Recentemente, tive uma conversa interessante com uma advogada da minha equipe, sobre o tema Prontuário Médico. Ela questionou o alto número de casos de defesa médica que seriam relativamente simples, mas que se tornam um grande problema em função da ausência de registros por parte dos médicos. Minha resposta não foi a mais animadora: disse que infelizmente isso é normal, e que trabalhamos constantemente nestas condições. Frustrada, ela insistiu: mas qual é o sentido de se fazer tudo corretamente, mas não registrar de forma adequada? Concordei que não faz o menor sentido… mas ainda assim, cada vez mais médicos atuam exatamente desta forma.

Em quase 2 décadas de atuação na defesa de médicos, posso afirmar categoricamente que a precariedade (ou a absoluta ausência) de registros é o nosso maior desafio. Quando são processados pelos pacientes, os médicos nos narram uma realidade para sustentar a defesa, mas ao analisar a documentação médica, muitas vezes a narrativa dos médicos não pode ser confirmada, impossibilitando sua comprovação em juízo. Com isso, ainda que a tese de defesa seja factível e tecnicamente coerente, uma simples narrativa sem comprovação documental dificilmente será suficiente para ter sucesso no processo, sobretudo quanto enfrentamos o poderoso paciente-consumidor do século XXI.

Fazendo uma analogia entre Medicina e Direito, podemos equiparar o médico que atua corretamente, mas não registra seus atos, ao advogado que mentaliza uma excelente estratégia jurídica, mas não a formaliza no processo. Existindo só no campo das ideias, nem a melhor estratégia processual norteará o julgamento do caso, e dará forma à sentença. No Direito, trabalhamos sob o princípio de “o que não está nos autos, não está no mundo”, e esta lógica também se aplica na medicina, através do “se não está no prontuário, não aconteceu”. A própria etimologia da palavra prontuário confirma a tese, visto que se origina do latim “promptuarium“, que significa “lugar onde se guardam coisas que devem estar à mão”.
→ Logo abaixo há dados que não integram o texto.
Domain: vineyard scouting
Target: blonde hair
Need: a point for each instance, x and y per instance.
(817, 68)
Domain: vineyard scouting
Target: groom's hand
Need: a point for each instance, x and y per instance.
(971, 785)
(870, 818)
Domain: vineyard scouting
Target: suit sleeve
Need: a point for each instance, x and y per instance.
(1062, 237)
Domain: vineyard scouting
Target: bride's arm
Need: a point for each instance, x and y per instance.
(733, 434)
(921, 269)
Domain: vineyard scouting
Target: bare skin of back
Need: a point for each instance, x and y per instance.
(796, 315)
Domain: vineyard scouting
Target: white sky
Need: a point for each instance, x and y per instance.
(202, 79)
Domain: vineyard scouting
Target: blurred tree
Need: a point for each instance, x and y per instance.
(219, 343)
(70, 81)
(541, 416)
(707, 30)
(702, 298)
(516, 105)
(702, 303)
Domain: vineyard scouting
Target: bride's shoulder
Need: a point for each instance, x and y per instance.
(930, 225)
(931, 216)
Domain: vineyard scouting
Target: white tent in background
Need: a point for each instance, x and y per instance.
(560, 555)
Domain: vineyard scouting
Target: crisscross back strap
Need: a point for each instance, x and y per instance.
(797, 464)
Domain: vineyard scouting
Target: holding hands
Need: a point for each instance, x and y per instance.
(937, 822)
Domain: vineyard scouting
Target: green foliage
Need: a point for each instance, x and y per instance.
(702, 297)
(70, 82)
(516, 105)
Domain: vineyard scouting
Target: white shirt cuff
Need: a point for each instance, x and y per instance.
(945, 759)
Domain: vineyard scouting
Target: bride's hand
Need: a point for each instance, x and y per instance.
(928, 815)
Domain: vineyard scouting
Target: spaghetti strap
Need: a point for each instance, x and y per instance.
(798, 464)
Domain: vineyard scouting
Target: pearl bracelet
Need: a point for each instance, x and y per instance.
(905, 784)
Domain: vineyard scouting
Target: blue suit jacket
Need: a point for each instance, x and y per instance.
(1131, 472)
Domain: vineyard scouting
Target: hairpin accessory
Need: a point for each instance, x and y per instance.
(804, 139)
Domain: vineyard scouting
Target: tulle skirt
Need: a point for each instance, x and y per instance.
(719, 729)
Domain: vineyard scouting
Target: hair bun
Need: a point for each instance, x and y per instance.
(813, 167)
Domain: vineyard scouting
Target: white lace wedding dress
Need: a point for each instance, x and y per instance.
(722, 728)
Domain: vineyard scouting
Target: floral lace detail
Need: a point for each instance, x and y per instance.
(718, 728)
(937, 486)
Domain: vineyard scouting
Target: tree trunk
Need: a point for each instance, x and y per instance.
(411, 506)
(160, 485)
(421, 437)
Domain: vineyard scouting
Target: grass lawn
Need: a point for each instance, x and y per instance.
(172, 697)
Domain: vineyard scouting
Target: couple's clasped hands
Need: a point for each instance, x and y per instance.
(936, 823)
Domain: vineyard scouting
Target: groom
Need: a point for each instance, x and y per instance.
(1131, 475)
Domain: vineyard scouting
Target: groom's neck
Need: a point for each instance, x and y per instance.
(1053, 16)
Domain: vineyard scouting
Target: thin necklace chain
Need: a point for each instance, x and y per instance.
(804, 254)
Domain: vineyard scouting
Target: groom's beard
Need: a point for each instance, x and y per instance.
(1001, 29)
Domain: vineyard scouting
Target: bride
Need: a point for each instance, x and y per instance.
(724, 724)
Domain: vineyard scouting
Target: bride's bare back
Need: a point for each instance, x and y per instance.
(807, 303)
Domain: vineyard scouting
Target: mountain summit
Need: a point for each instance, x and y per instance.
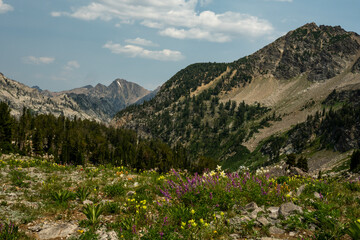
(218, 109)
(99, 103)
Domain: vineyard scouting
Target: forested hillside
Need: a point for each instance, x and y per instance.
(83, 141)
(214, 109)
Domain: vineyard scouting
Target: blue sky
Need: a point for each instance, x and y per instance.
(64, 44)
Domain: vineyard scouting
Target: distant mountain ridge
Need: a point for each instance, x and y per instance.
(221, 109)
(99, 103)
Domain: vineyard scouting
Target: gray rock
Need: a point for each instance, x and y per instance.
(237, 221)
(57, 230)
(273, 212)
(289, 208)
(254, 213)
(104, 235)
(276, 230)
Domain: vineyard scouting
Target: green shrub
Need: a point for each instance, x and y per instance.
(83, 193)
(354, 229)
(93, 213)
(115, 190)
(9, 231)
(62, 196)
(18, 177)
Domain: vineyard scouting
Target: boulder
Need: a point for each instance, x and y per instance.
(276, 230)
(289, 208)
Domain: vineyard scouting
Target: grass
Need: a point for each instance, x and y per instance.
(175, 205)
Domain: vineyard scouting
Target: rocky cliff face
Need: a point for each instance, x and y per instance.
(99, 103)
(291, 76)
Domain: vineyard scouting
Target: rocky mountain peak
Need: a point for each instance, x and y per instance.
(320, 52)
(99, 103)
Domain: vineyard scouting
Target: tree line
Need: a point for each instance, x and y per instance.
(77, 141)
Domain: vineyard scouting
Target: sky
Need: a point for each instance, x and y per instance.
(64, 44)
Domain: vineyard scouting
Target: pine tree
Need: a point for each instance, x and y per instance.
(5, 128)
(303, 164)
(355, 161)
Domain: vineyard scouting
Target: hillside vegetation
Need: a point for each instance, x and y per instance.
(216, 109)
(45, 200)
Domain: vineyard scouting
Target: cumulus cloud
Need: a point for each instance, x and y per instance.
(71, 65)
(38, 60)
(280, 0)
(137, 51)
(141, 41)
(175, 18)
(5, 7)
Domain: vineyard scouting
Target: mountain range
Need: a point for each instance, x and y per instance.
(99, 103)
(227, 110)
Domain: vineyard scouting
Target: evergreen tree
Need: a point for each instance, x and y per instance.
(303, 164)
(355, 161)
(5, 128)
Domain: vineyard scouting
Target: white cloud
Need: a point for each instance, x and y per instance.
(175, 18)
(71, 65)
(38, 60)
(141, 41)
(194, 33)
(205, 2)
(136, 51)
(280, 0)
(5, 7)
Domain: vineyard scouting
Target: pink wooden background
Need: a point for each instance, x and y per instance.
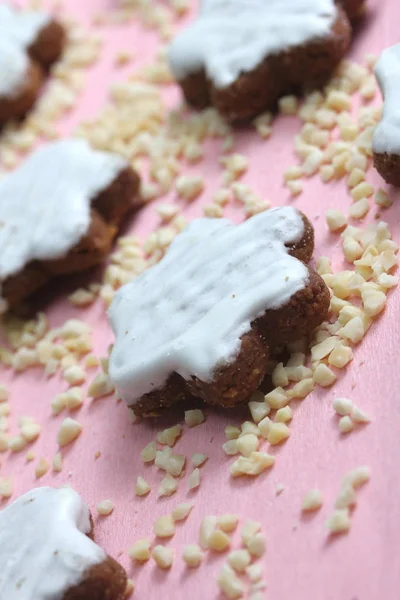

O fato é que, em pleno 2024, muitos médicos insistem em não registrar adequadamente seus atos, sobretudo os que atuam na iniciativa privada. Muitos não o fazem porque a atividade é trabalhosa e consome tempo, um ativo altamente escasso na vida do médico-empresário do Século XXI. Outros negligenciam a obrigação por confiar na memória, acreditando que em caso de problemas, basta fazer o registro tardiamente, mediante a necessidade. Trata-se de um grande erro, pois conforme retrata um antigo provérbio chinês, “a tinta mais pobre de cor, vale mais que a melhor memoria”. Há ainda médicos que creem existir somente o prontuário hospitalar, não guardando nenhum registro em sua clínica ou consultório.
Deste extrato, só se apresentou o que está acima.